BLANK sailings will peak on the Asia-Europe trades in the next three weeks, with carriers withdrawing close to 40 per cent of capacity in an attempt to match their available space with evaporating demand.
Cancelled sailings linked to COVID-19 until week 28 beginning July 6 currently stand at 55 on Asia-North Europe and 38 on Asia-Mediterranean, according to Sea-Intelligence Maritime Consulting, which said the next three weeks would see 35 per cent of Asia-Europe capacity pulled from the trade.
But, maritime academic Theo Notteboom said the withdrawn capacity could be as high as 38 per cent, reports IHS Media.

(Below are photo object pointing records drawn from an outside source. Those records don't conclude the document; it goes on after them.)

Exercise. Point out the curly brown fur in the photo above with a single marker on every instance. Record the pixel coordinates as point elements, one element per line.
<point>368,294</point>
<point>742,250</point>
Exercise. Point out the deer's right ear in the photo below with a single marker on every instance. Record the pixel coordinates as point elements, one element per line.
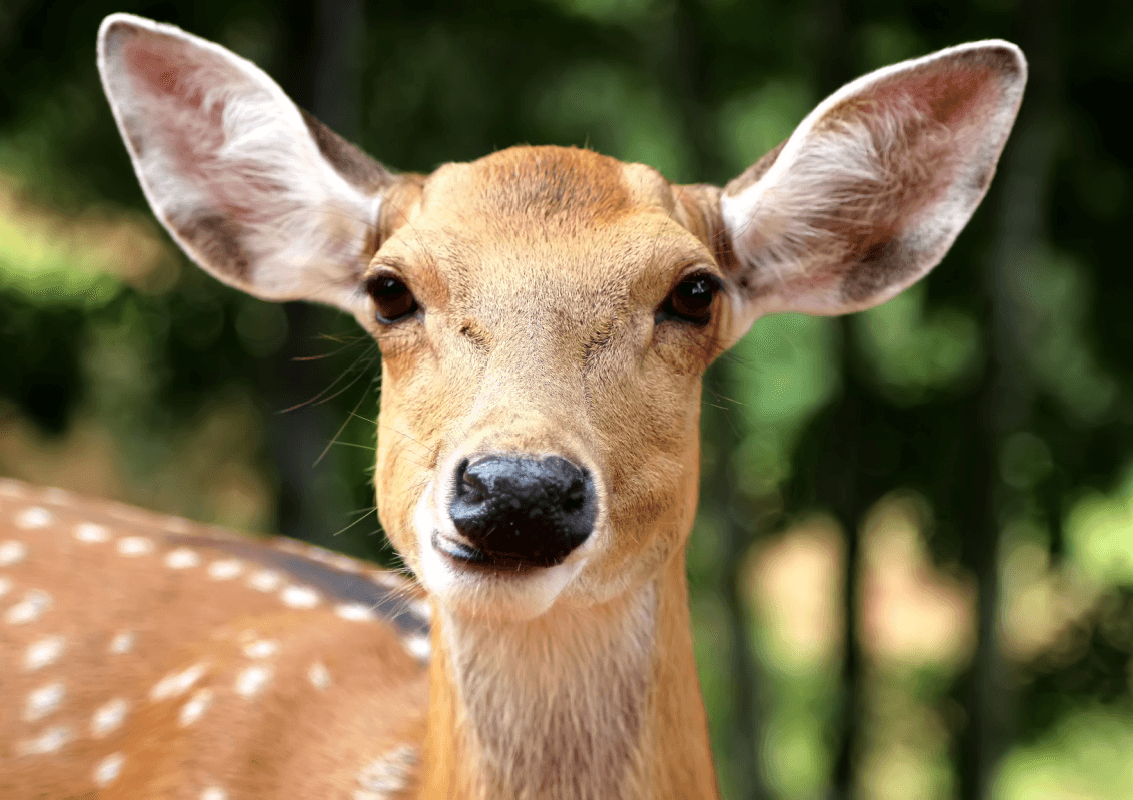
<point>258,193</point>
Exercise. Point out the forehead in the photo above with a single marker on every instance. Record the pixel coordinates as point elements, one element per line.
<point>545,214</point>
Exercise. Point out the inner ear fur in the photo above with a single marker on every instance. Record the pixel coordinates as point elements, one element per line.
<point>871,189</point>
<point>258,193</point>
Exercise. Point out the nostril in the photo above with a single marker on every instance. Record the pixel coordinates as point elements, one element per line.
<point>470,486</point>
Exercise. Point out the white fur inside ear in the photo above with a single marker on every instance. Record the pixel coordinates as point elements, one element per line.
<point>871,189</point>
<point>231,168</point>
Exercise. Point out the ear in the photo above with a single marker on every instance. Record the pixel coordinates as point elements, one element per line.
<point>258,193</point>
<point>870,190</point>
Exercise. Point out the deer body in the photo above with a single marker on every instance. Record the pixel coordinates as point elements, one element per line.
<point>545,316</point>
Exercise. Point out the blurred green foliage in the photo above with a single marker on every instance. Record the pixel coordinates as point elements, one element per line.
<point>998,394</point>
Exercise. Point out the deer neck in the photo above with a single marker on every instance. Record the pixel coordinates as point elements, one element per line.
<point>579,704</point>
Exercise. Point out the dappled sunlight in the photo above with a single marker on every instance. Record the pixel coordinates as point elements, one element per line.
<point>209,470</point>
<point>61,257</point>
<point>913,614</point>
<point>1088,757</point>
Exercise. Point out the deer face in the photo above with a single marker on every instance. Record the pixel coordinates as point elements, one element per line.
<point>538,434</point>
<point>545,314</point>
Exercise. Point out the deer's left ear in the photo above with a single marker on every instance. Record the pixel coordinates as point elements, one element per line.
<point>870,190</point>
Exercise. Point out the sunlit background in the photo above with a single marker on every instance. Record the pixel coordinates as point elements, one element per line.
<point>913,567</point>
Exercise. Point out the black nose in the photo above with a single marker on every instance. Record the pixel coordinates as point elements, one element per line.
<point>522,511</point>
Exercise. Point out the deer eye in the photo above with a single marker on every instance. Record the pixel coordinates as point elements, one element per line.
<point>690,300</point>
<point>392,298</point>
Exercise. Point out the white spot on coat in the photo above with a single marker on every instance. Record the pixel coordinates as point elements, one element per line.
<point>253,680</point>
<point>35,517</point>
<point>121,643</point>
<point>355,612</point>
<point>261,648</point>
<point>30,609</point>
<point>108,716</point>
<point>11,552</point>
<point>42,653</point>
<point>265,580</point>
<point>59,496</point>
<point>108,769</point>
<point>299,597</point>
<point>195,707</point>
<point>388,775</point>
<point>49,741</point>
<point>177,683</point>
<point>90,533</point>
<point>133,546</point>
<point>226,569</point>
<point>43,701</point>
<point>181,559</point>
<point>318,675</point>
<point>10,488</point>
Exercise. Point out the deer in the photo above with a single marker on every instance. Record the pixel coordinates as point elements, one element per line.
<point>545,316</point>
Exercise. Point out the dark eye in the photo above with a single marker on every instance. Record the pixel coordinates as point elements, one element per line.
<point>392,298</point>
<point>690,299</point>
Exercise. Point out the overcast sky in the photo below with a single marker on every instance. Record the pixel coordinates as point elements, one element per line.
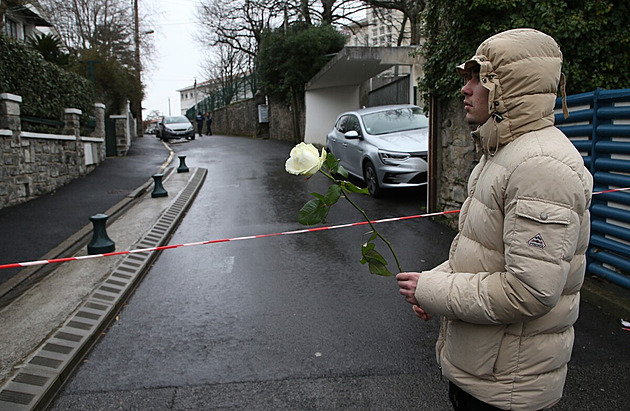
<point>177,60</point>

The unprecedented number of cancelled sailings will extend until July, a clear indication of low demand expectations by carriers and a lack of forward bookings. That means Europe's hub ports will take a hit at least through the second quarter.

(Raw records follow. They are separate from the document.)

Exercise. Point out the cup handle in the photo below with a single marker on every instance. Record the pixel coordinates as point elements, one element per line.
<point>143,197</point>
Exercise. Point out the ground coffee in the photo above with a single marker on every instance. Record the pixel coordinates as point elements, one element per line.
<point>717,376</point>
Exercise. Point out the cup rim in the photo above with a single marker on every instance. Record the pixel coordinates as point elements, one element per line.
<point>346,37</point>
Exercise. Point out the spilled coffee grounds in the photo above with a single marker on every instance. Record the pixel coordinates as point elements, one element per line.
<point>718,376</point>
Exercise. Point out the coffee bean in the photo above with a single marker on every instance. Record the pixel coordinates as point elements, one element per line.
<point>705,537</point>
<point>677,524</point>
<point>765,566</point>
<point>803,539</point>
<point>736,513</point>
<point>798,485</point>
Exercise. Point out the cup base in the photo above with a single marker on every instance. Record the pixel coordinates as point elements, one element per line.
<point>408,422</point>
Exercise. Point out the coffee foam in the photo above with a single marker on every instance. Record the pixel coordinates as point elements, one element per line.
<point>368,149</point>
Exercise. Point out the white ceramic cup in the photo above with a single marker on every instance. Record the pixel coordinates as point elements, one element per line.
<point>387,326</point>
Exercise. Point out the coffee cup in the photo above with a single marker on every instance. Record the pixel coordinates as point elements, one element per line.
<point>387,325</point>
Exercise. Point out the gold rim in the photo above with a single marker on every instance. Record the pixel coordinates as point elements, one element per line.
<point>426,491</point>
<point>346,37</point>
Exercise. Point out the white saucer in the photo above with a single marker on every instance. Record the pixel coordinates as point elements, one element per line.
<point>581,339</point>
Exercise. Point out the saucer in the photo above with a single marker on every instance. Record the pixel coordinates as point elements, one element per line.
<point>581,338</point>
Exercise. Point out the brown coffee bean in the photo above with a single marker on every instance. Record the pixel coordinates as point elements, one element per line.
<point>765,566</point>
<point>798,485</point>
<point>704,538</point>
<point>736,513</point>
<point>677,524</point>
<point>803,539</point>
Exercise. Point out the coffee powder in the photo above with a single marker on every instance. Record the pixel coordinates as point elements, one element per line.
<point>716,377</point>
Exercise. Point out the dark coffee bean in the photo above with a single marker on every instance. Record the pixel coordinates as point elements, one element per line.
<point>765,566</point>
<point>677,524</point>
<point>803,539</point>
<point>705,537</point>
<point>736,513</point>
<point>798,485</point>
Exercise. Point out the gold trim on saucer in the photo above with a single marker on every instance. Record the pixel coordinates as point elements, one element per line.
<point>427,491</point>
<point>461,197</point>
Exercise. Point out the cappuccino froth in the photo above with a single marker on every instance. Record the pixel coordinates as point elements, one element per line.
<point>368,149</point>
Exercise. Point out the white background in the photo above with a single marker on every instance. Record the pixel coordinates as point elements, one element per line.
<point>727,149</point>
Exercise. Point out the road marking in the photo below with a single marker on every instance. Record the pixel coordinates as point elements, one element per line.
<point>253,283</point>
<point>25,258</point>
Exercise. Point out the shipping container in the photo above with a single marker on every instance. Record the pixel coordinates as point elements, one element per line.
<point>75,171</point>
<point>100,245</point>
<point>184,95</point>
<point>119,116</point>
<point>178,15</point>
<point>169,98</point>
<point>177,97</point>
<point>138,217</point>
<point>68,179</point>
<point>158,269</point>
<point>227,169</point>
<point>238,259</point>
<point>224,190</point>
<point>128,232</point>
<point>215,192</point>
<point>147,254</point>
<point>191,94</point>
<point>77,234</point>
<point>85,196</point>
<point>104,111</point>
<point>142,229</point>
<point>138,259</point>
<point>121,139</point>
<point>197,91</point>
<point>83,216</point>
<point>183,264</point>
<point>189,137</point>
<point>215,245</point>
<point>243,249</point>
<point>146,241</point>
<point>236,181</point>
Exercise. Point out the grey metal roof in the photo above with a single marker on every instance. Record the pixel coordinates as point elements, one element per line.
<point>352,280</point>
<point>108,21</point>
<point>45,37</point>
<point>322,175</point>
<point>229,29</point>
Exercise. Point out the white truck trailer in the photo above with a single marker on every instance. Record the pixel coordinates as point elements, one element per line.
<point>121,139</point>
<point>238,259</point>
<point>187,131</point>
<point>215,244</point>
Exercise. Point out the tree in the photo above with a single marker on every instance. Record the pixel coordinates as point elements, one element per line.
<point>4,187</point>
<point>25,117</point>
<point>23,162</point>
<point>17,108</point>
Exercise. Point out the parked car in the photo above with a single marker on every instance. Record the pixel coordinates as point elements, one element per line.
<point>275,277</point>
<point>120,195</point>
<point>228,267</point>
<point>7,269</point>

Mr Notteboom, a professor of maritime studies affiliated with the Shanghai Maritime University, the University of Antwerp, and Ghent University, said if container throughput at Europe's hubs declined 20 per cent this year, that would likely mean that over the next few months, volume at the ports would drop as much as 35 per cent.
He explained that containers shipped from China after measures to limit the spread of the coronavirus eased and factories were reopened in March had all arrived in European ports by mid-April.

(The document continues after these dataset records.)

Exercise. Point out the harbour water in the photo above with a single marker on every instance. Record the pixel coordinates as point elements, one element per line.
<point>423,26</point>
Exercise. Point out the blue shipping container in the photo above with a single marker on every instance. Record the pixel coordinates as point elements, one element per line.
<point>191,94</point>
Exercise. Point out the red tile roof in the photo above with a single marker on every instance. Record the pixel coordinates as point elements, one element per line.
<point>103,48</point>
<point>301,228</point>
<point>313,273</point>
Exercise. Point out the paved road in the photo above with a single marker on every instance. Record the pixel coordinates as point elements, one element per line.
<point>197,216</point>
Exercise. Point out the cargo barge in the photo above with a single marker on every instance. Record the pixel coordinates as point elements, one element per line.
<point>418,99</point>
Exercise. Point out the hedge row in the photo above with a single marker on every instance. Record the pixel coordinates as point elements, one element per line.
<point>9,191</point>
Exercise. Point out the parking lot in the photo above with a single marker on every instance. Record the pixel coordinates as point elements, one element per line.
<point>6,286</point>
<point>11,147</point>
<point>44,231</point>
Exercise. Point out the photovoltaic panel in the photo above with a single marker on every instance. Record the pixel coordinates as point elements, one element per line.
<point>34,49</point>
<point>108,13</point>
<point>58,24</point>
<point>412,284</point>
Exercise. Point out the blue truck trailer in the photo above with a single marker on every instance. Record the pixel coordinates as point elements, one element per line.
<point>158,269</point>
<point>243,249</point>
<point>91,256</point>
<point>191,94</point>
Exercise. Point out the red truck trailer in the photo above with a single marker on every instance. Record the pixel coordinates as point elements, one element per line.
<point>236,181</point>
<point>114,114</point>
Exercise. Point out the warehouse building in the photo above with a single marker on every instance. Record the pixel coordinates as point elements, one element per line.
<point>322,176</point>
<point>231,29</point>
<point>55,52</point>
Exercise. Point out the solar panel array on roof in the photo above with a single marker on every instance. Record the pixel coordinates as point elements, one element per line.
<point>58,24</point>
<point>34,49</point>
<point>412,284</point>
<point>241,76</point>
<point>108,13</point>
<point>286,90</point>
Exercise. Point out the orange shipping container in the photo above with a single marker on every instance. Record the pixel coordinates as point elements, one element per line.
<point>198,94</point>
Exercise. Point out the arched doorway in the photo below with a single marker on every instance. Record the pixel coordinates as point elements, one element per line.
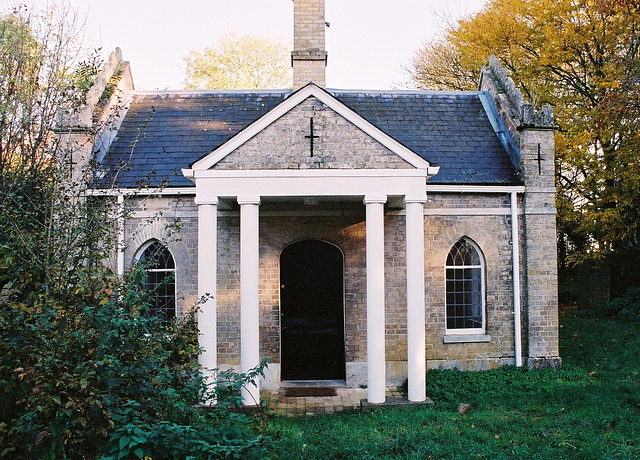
<point>312,311</point>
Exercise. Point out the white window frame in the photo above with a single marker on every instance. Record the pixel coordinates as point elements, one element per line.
<point>477,332</point>
<point>139,254</point>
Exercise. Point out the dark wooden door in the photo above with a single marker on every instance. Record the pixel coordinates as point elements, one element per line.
<point>312,311</point>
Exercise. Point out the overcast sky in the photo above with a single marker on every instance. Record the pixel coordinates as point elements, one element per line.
<point>368,41</point>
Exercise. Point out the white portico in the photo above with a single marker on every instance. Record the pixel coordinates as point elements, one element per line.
<point>249,186</point>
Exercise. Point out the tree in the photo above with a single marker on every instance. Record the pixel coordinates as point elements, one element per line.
<point>245,62</point>
<point>580,56</point>
<point>84,372</point>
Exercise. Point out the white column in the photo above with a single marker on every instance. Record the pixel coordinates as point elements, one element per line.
<point>249,293</point>
<point>207,285</point>
<point>416,359</point>
<point>376,360</point>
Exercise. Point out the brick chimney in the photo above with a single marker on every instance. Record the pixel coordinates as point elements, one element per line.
<point>308,57</point>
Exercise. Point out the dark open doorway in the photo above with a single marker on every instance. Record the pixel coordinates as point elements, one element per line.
<point>312,311</point>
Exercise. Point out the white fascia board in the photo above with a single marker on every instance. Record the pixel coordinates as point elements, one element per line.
<point>166,191</point>
<point>311,90</point>
<point>475,188</point>
<point>297,183</point>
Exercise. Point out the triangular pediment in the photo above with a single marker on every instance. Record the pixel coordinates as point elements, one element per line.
<point>311,129</point>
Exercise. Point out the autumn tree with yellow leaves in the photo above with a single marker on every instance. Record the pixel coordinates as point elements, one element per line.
<point>582,57</point>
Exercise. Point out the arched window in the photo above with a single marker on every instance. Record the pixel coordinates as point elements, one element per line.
<point>465,289</point>
<point>160,281</point>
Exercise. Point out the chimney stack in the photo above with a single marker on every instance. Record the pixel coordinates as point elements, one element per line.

"But from now there will be a huge reduction in volume because of the enormous numbers of blanked sailings from Asia," Mr Notteboom said. "This week and the last week of April will be the worst in terms of blanked sailings on Asia-Europe, with 38 per cent of capacity removed."
Mr Notteboom compiles the IAPH-WPSP Port Economic Impact Barometer with professor Thanos Pallis from the University of the Aegean and Universidad de Los Andes; the weekly survey takes the pulse of port operations around the globe.
In its latest report, the barometer showed an interesting development. Despite the huge number of blanked sailings, the decline in the number of deep-sea container vessel calls was being counterbalanced by carriers increasing the frequency of regional feeder services.
"Ports are seeing more calls by regional and short-sea vessels because cargo from congested yards and depots is being moved out of ports and closer to their final markets," Mr Notteboom said. "There is also a repositioning of cargo going on in Europe between depots and distribution centers because of the low demand."
The ports survey found that at some ports in Europe, yard congestion was the result of laden imports of non-essential goods, including new cars, which remained in port longer than usual. This left storage capacity within the ports in critical short supply, but the report noted that respective governments have allowed the weekly release and acceptance of import and export of non-essential goods on an average of three days a week, a move the port barometer noted had brought down storage utilisation at container yards by 60 per cent.